Russland ortet Erpressung

Politik / 27.03.2018 • 22:38 Uhr / 3 Minuten Lesezeit
Eine russische Flagge flattert neben der US-Botschaft in Moskau. Die Beziehungen zwischen den Ländern sind derzeit frostig.  AFP
Eine russische Flagge flattert neben der US-Botschaft in Moskau. Die Beziehungen zwischen den Ländern sind derzeit frostig.  AFP

Nach massenhafter Ausweisung von Diplomaten kündigt Moskau Gegenreaktion an.

moskau, brüssel Russland macht die USA für die Ausweisung zahlreicher russischer Diplomaten aus westlichen Staaten verantwortlich. Die Maßnahme sei „Ergebnis des kolossalen Drucks, kolossaler Erpressung“, sagte Außenminister Sergej Lawrow am Dienstag in der usbekischen Hauptstadt Taschkent. Ein solches Verhalten könne nicht unbeantwortet werden. Außenamtssprecherin Maria Sacharowa sagte der Deutschen Presse-Agentur, man sei bereits dabei, Maßnahmen als Antwort vorzubereiten.
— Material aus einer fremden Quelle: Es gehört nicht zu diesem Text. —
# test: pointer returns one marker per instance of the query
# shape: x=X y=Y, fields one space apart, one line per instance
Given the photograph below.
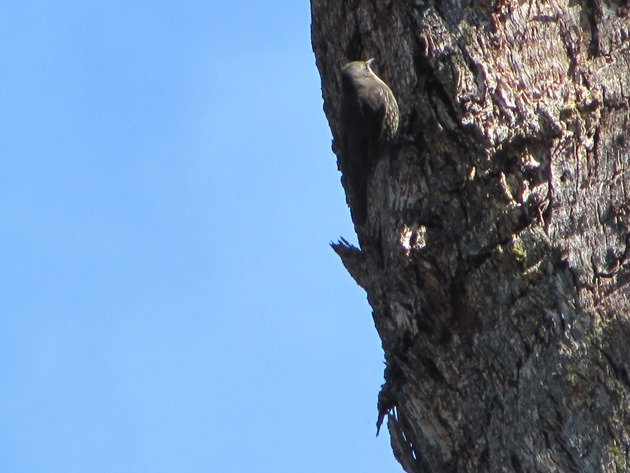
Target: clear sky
x=168 y=298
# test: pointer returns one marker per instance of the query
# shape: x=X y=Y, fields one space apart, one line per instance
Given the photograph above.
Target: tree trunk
x=496 y=255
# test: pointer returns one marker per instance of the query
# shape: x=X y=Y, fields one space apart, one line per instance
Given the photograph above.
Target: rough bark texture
x=496 y=256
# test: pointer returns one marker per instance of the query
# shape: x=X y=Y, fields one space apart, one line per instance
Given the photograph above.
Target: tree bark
x=496 y=256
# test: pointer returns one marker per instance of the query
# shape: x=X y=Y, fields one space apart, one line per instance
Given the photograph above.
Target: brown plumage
x=369 y=121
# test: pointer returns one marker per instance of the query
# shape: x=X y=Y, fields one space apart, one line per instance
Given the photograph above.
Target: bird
x=369 y=122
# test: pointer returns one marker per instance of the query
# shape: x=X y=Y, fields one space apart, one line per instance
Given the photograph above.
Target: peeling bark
x=496 y=256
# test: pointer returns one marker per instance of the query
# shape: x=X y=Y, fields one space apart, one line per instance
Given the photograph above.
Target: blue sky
x=168 y=298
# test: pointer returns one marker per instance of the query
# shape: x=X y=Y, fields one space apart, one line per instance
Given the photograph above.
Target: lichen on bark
x=496 y=257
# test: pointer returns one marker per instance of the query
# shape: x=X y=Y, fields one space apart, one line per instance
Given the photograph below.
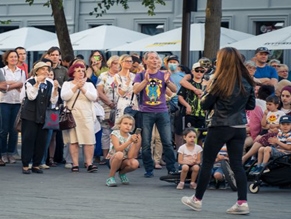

Als Reaktion auf den Giftanschlag auf den ehemaligen russischen Doppelagenten Sergej Skripal und dessen Tochter Yulia im englischen Salisbury hatten mehr als 20 Staaten russische Diplomaten zur Ausreise aufgefordert. Allein die USA verwiesen 60 Russen des Landes und schlossen das Generalkonsulat in Seattle. Insgesamt sind über 140 russische Diplomaten von den Ausweisungen betroffen.

Nato beteiligt sich

Auch das nordatlantische Verteidigungsbündnis Nato beteiligte sich am Dienstag an der abgestimmten Aktion. Die Nato habe sieben Russen die Akkreditierung entzogen, weitere drei Akkreditierungsgesuche würden abgelehnt, sagte Generalsekretär Jens Stoltenberg in Brüssel. Die Bündnisstaaten beschlossen zudem, die Maximalgröße der russischen Delegation bei der Nato von 30 auf 20 Personen zu begrenzen. Man sende damit die „klare Botschaft an Russland, dass sein inakzeptables und gefährliches Verhalten mit Kosten und Konsequenzen verbunden ist“, sagte Stoltenberg.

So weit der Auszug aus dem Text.